This podcast analyzes the recent developments in the US rates market and the shift in the FOMC's 2024 projection. It explores the Fed's considerations on interest rate cuts and their efforts to manage a soft landing in the economy. The discussion also covers the Fed's dovish stance, market rally, potential consolidation, and the recalibration of the Treasury market, auctions, and inflation expectations.
The Federal Open Market Committee (FOMC) signaled intentions to cut rates by 75 basis points in 2024, leading to a bullish response in the treasury market.
The Fed's dovish pivot reflects the trend in employment and inflation data, with the committee proactively cutting rates to achieve a soft landing and re-anchor inflation.
Deep dives
FOMC signals rate cuts in 2024, market responds bullishly
The Federal Open Market Committee (FOMC) signaled intentions to cut rates by 75 basis points in 2024, leading to a bullish response in the treasury market. 10-year yields dropped below 4%, creating a constructive setup for a year that is expected to feature rate cuts. Although New York Fed President Williams tried to moderate the market's perception, the bond bullish price action remained intact. However, the bond market may exhibit low liquidity and choppiness in the final two weeks of December, historically characterized by a lack of conviction.

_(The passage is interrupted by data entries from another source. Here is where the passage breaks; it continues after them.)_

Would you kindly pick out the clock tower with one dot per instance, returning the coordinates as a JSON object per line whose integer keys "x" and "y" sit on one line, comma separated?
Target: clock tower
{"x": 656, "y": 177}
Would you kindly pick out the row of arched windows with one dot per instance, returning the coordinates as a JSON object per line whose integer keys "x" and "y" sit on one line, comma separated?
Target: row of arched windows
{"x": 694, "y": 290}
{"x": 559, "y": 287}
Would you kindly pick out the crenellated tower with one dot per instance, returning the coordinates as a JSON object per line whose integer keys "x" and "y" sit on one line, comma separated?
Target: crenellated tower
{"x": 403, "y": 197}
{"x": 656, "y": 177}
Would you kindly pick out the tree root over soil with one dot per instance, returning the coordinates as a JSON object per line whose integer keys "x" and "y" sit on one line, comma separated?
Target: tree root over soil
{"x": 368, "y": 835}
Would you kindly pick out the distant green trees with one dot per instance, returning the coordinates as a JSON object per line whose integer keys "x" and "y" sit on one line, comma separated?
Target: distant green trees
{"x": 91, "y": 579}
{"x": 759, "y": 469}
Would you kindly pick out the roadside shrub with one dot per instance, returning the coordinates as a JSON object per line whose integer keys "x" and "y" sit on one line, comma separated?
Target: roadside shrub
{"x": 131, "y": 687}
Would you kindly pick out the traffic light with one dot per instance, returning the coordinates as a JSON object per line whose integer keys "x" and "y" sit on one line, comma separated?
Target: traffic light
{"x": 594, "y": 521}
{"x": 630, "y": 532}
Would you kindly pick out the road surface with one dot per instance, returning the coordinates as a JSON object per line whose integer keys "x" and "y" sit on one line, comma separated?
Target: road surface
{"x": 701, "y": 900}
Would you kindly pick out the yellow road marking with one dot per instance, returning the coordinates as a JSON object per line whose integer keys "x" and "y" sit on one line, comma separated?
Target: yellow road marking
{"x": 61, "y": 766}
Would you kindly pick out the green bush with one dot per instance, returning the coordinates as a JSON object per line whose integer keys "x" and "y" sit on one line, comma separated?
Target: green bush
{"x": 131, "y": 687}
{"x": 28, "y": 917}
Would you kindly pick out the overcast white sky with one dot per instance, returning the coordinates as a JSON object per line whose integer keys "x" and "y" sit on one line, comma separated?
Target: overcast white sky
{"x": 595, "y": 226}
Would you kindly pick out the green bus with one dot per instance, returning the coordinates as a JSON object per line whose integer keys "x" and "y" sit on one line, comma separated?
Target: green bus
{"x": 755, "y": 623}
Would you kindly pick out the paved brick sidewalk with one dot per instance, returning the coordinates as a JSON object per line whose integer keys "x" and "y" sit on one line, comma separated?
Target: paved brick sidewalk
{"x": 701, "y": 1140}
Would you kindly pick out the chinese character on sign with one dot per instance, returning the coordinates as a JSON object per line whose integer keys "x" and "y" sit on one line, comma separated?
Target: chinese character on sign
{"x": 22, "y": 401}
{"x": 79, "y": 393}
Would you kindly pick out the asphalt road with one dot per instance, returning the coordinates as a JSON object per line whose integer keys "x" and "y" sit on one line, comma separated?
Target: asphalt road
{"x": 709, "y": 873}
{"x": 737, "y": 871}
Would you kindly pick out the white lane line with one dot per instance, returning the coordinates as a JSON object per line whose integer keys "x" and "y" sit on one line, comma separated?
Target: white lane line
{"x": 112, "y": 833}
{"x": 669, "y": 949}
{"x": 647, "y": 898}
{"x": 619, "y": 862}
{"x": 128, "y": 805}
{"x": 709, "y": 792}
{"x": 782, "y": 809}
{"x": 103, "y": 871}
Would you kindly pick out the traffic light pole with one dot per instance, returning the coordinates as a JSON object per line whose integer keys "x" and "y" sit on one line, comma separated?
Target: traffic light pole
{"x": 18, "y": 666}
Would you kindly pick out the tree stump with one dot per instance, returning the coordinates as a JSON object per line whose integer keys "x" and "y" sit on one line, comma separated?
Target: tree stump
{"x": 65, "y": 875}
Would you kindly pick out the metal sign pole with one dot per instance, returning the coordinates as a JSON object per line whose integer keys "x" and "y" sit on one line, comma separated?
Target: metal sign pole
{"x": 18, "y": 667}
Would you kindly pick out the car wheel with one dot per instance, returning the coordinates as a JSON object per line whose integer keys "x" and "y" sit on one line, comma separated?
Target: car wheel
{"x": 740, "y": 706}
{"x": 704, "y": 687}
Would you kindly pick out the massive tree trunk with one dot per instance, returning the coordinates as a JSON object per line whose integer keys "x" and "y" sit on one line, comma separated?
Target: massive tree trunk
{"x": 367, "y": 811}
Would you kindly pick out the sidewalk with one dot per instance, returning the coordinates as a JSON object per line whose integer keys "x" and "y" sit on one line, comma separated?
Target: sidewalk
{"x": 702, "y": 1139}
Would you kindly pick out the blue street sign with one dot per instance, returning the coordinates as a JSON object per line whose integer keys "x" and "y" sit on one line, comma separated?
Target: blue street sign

Fed pivot reflects trend in employment and inflation
The Fed's dovish pivot, signaled by Powell's press conference, reflects the trend in employment and inflation data. Despite a strong economy, signs of labor market softening and cooling wage growth have led the committee to proactively cut rates. The Fed's focus on the trend rather than the outright level of data indicates a desire for a soft landing and an attempt to re-anchor inflation. While investors fear missing out on the rally, a consolidation phase is likely to occur with 10-year yields capped at 4%.
Market recalibrates to Fed's reaction function and upcoming data
The Treasury market will continue to recalibrate based on the Fed's updated reaction function and incoming economic data, particularly inflation. If the Fed follows the futures market and cuts rates in Q1 2024, it would be constructive in avoiding a hard landing. The market will gain a better understanding of the Fed's dovish pivot as more Fed speakers provide insights. Additionally, the week ahead features auctions for 20-year and 5-year tips, as well as the release of core PCE data for November, which will impact rate cut expectations.
Ian Lyngen, Ben Jeffery, and Vail Hartman bring you their thoughts on the U.S. Rates market for the upcoming week of December 18th, 2023, and respond to questions submitted by listeners and clients.